Christopher Monk detail

Christopher Monk

insrrument-maker and player

reprinted from The Independent, 20 July 1991

Christopher Monk was one of the best-loved figures in the world of early music and a notable eccentric in an admittedly crowded field. More than anyone else he has been responsible for the restoration to our soundworld of the Renaissance cornett, the beauty of which ancient writers compared to that of a choirboy’s voice; that one no longer hears works such as the 1610 Vespers with anything other than Monteverdi’s instrumentation is largely due to Monk’s influence as a player, maker, scholar and enthusiast.

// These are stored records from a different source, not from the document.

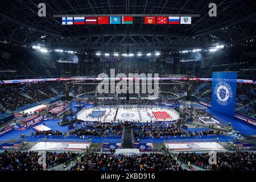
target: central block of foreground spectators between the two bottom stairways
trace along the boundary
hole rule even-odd
[[[151,153],[142,155],[90,154],[81,158],[71,171],[182,171],[176,160],[168,155]]]

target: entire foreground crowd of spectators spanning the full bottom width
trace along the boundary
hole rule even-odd
[[[209,164],[208,153],[184,153],[163,155],[148,153],[141,155],[88,154],[75,152],[47,152],[46,165],[39,164],[38,152],[3,151],[0,154],[0,171],[42,171],[64,164],[71,171],[182,171],[183,164],[193,170],[192,165],[212,171],[255,171],[253,152],[216,152],[216,164]],[[180,160],[181,164],[177,163]],[[75,163],[75,164],[74,164]]]

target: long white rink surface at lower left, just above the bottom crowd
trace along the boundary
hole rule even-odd
[[[31,151],[84,151],[90,143],[80,142],[39,142]]]

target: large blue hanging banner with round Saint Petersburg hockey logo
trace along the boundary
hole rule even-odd
[[[237,72],[214,72],[212,74],[211,110],[234,117],[237,93]]]

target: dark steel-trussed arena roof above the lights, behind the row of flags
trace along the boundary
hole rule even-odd
[[[209,3],[171,0],[46,1],[46,17],[38,16],[41,1],[2,0],[0,40],[19,45],[42,44],[77,51],[179,51],[214,44],[241,44],[256,36],[254,0],[214,1],[217,17],[209,17]],[[65,26],[55,15],[139,14],[133,24]],[[144,24],[143,15],[192,14],[192,24]],[[256,38],[255,38],[256,40]]]

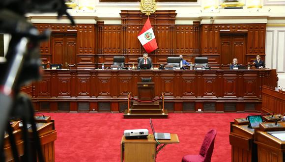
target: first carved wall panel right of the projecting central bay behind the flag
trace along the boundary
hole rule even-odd
[[[191,25],[176,25],[175,27],[175,54],[182,54],[184,56],[194,54],[195,41],[193,40],[195,40],[196,36],[194,27]]]

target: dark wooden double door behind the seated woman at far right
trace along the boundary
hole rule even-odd
[[[221,67],[228,67],[236,57],[239,64],[245,64],[246,34],[221,34]]]

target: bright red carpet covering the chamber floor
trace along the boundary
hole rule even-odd
[[[124,119],[122,113],[45,113],[56,122],[56,162],[119,162],[124,130],[148,129],[149,119]],[[229,122],[246,113],[170,113],[153,119],[156,132],[178,134],[180,143],[170,144],[156,162],[181,162],[184,155],[198,154],[204,135],[217,130],[212,162],[230,162]]]

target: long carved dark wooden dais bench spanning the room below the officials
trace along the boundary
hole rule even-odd
[[[125,109],[141,78],[152,78],[154,97],[165,93],[168,112],[261,111],[261,87],[276,87],[276,70],[45,70],[32,87],[39,111]]]

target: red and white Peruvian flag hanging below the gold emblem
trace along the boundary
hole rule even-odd
[[[142,27],[142,31],[139,33],[138,38],[142,43],[142,46],[145,49],[146,53],[151,53],[152,51],[157,49],[157,43],[149,18],[147,18],[144,26]]]

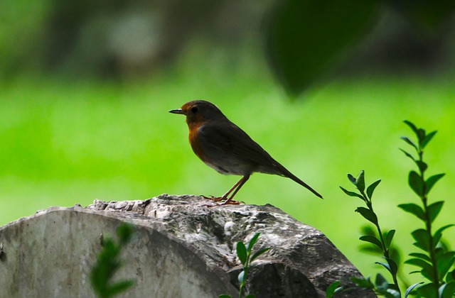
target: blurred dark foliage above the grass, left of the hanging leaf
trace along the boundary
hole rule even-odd
[[[8,53],[0,57],[0,75],[26,70],[149,75],[194,38],[216,39],[221,47],[250,38],[270,0],[26,2],[0,1],[6,24],[0,47]]]

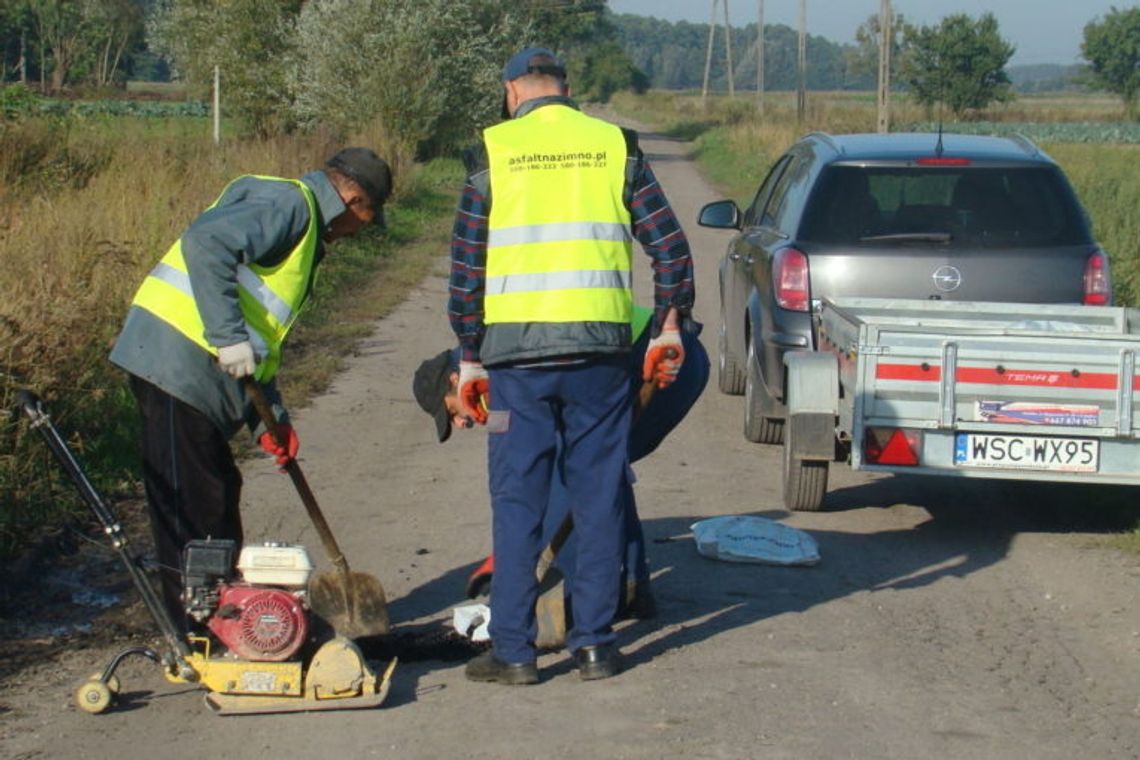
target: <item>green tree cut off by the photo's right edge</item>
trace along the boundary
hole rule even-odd
[[[1093,81],[1124,100],[1132,117],[1140,117],[1140,7],[1113,10],[1084,27],[1081,55]]]

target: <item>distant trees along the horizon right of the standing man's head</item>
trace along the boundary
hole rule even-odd
[[[621,47],[645,73],[650,87],[667,90],[701,88],[709,44],[708,24],[665,22],[658,18],[614,17]],[[757,25],[732,27],[733,85],[755,90],[757,84]],[[710,85],[728,89],[724,28],[715,30]],[[1084,27],[1083,66],[1013,67],[1016,48],[1001,36],[996,18],[951,14],[936,24],[917,25],[902,14],[891,24],[891,81],[928,106],[945,104],[961,115],[1021,91],[1097,88],[1121,96],[1135,114],[1140,92],[1140,7],[1114,8]],[[809,90],[871,90],[879,67],[879,17],[871,16],[855,32],[854,44],[806,35]],[[764,26],[764,89],[795,90],[799,83],[799,32],[782,24]]]

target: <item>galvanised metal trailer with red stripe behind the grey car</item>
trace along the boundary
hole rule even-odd
[[[824,300],[785,356],[783,499],[817,510],[828,467],[1140,484],[1140,310]]]

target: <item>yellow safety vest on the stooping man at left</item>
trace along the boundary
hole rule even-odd
[[[246,333],[258,357],[254,377],[264,383],[277,374],[282,343],[308,296],[320,230],[317,199],[303,182],[278,177],[258,177],[258,179],[292,182],[301,190],[309,205],[309,227],[304,236],[278,264],[237,267],[237,301],[245,318]],[[217,206],[225,194],[223,190],[210,209]],[[206,342],[205,325],[194,301],[186,259],[182,256],[181,238],[174,242],[166,255],[142,280],[132,305],[146,309],[194,343],[218,356],[218,349]]]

He read history at Oxford and studied the trumpet with George Eskdale. His first cornett was completed in 1955 while he was a prep school teacher - he taught first at Pocklington in the East Riding, then at St Edmunds, Hindhead; Tom Stoppard and Jonathan Dimbleby were among his pupils. The programme he made, with Brian Baker in 1958, for the BBC Third Programme was the first ever broadcast of the instruments, which were then widely thought to be unplayable. He was a pioneer player of the virtuoso parts in Monteverdi’s Vespers, taking part in performances organised by members of the Galpin Society in Cambridge in 1964, conducted by the student John Eliot Gardiner. (One of these was the occasion when his seventeenth-century cornett exploded into two halves; the performance continued with the instrument held together with postage stamps.) In 1968, with Len Ward, he devised a method of making cornetts of wood-filled resin; one soon learned not to refer to this material as “plastic” in his presence. These inexpensive instruments have been produced in their thousands and have done much to stimulate the instrument’s current revivial.

The London Serpent Trio in a publicity photograph taken in Highgate Cemetery c. 1974 from left: Alan Lumsden, Christopher Monk, Andrew van der Beek

Christopher Monk’s other main enthusiasm was for the cornett’s slightly disreputable cousin, the serpent. His improbably-named London Serpent Trio performed widely in Europe and North America and attracted compositions from composers including Judith Weir and P D Q Bach. Its success rested largely on the dry wit of the commentaries provided by Monk, who regardless of season or latitude invariably performed in an ancient Scottish morning coat of heavy tweed. The three “serpent festivals” in Britain and America that he either organised or inspired, to which he invited “all known or suspected serpent-players”, were a delightful mixture of academic conference and Hoffnung concert. At the last of these, in July 1990 in St John’s, Smith Square, he unveiled the only known contra-bass serpent d’église, which was to be one of his last instruments and an apt memorial.

Christopher’s many friends throughout the world will miss his charming company, the elaborate courtesy accorded to all he had dealings with, his uncomplaining tolerance of a series of misfortunes in his physical health (beginning with osteomyelitis at the age of 13), his impish sense of humour and his delight in confounding bureaucracy. Once when he needed an American work permit at short notice, in the box marked “complexion” I was unable to dissuade him from answering “ruddy”.

He delighted in his testimonial after wartime dervice in the merchant navy: “Cheerful company and a good plain cook in all weathers”.

Andrew van der Beek

Christopher William Monk, teacher, musician and instrument maker, born Delhi 28 December 1921, married 1946 Margaret Perry (one son, three daughters), died Midhurst 17 July 1991.